We can also extend the polymorphic behavior of functions after the fact, even for third party or core library functions.

F!(n) #[Extend] {
	When(
		Not(Constant?(n))
		Raise("I can only compute factorials of compile time constants."))
}

F!(10)
* E-9995: Fatal{Eval (Anon-Fn nil) Fatal{eval nil Fatal{F! Float Exception{I can only compute factorials of compile time constants.}}}}

| F!(Float)
I can only compute factorials of compile time constants.
Received Float




F!("foo")
* E-9995: Fatal{Eval (Anon-Fn nil) Fatal{eval nil Fatal{F! foo Exception{I can only compute factorials of compile time constants.}}}}

| F!(foo)
I can only compute factorials of compile time constants.
Received foo




; does not trigger for invariants.
F!(#10)#3628800

There is, in fact, a pretty big hole in our Sum-All implementation: it can not cope with lists, which are nil-terminated tuples.

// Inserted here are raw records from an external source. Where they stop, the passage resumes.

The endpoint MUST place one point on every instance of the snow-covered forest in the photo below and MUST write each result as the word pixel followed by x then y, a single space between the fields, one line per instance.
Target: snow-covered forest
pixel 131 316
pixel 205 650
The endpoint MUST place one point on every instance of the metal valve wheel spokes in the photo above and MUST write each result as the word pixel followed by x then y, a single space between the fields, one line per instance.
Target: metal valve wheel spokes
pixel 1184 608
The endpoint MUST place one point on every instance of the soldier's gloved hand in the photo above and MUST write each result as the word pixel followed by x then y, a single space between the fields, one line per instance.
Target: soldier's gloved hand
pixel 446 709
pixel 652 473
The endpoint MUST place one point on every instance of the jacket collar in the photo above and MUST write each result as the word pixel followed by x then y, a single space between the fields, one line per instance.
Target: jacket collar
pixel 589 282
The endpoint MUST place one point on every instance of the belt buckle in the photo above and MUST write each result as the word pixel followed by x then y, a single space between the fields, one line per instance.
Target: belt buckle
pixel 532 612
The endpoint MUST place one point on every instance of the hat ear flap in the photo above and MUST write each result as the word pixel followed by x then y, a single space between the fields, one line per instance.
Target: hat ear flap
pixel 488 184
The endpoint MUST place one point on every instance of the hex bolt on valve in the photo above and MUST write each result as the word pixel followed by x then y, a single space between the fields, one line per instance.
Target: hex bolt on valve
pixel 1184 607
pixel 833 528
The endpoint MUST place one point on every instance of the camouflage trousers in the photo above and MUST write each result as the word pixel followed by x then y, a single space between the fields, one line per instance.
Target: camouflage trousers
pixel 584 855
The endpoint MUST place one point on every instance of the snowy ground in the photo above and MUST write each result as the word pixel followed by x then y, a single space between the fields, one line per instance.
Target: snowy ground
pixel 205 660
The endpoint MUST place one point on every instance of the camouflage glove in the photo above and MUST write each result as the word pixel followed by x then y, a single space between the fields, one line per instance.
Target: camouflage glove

is = Algorithm:Expand(#5 (+ 1) 1)
is1 2 3 4 5 nil

Sum-All(is)
* E-9995: Fatal{Eval (Anon-Fn nil) Fatal{eval nil Fatal{Sum-All (Floatx5 nil) Fatal{Sum-All (Floatx4 nil) Fatal{Sum-All (Floatx3 nil) Fatal{Sum-All (Floatx2 nil) Fatal{Sum-All (Float nil) Fatal{ (Float nil) Fatal{:Fallback:Binary-Op (:Fn{:Add} Add Float nil) Fatal{:Fallback:No-Match (Add Float nil) Exception{Type mismatch{Could not find a valid form of ' Add ' for arguments of type ' (Float nil) '}}}}}}}}}}}}

| Sum-All(Floatx5 nil)
|  Sum-All(Floatx4 nil)
|    Sum-All(Floatx3 nil)
|      Sum-All(Floatx2 nil)
|        Sum-All(Float nil)
|          (Float nil)
Cannot 'Add' these types at compile time
Received (Float nil)

Cannot 'Add' these types natively
Received nil

|            :Fallback:Binary-Op(:Fn{:Add} Add Float ... )
|               Coerce-Binary(Float nil)
|                 Type-Conversion:Implicit(nil Float)
No match
 in C:\ProgramData\Kronos\Cache\kronoslang\core\0.12.9\Implicit-Coerce.k(8;19)
	Coerce-Binary = (Type-Conversion:Implicit(b a) b)
	                 ^^^

|                 Type-Conversion:Implicit(Float nil)
No match
 in C:\ProgramData\Kronos\Cache\kronoslang\core\0.12.9\Implicit-Coerce.k(7;21)
	Coerce-Binary = (a Type-Conversion:Implicit(a b))
	                   ^^^

No match
 in C:\ProgramData\Kronos\Cache\kronoslang\core\0.12.9\Implicit-Coerce.k(15;10)
	func(Coerce-Binary(a b))
	     ^^^

|              :Fallback:No-Match(Add Float nil)
Could not find a valid form of ' Add ' for arguments of type ' (Float nil) ' (Type mismatch)
Received (Add Float nil)




; This is because of the terminating condition
Sum-All(nil)nil

We can #[Extend] Sum-All to behave sensibly in this case:

Sum-All(set...) #[Extend] {
	When(Nil?(set...) #0)
}

Sum-All(nil)#0


; revisit the motivating case
Sum-All(is)15


; we can now reduce lists
Sum-All([100 1])101


; or using shorthand
Sum-All[100 1]101


; because `#0` will implicitly coerce to all runtime types, the type
; of the reduction is preserved
Class-Of(Sum-All[1d 2d 3d])#:Double

This makes use of most of the polymorphic capabilities mentioned prior: We #[Extend] the function Sum-All, appending a form that uses When to explicitly check for nil. In that case, we return a compile-time constant #0. When has no fallback form, so non-nil sets cause soft failure, and specialization proceeds to the next form.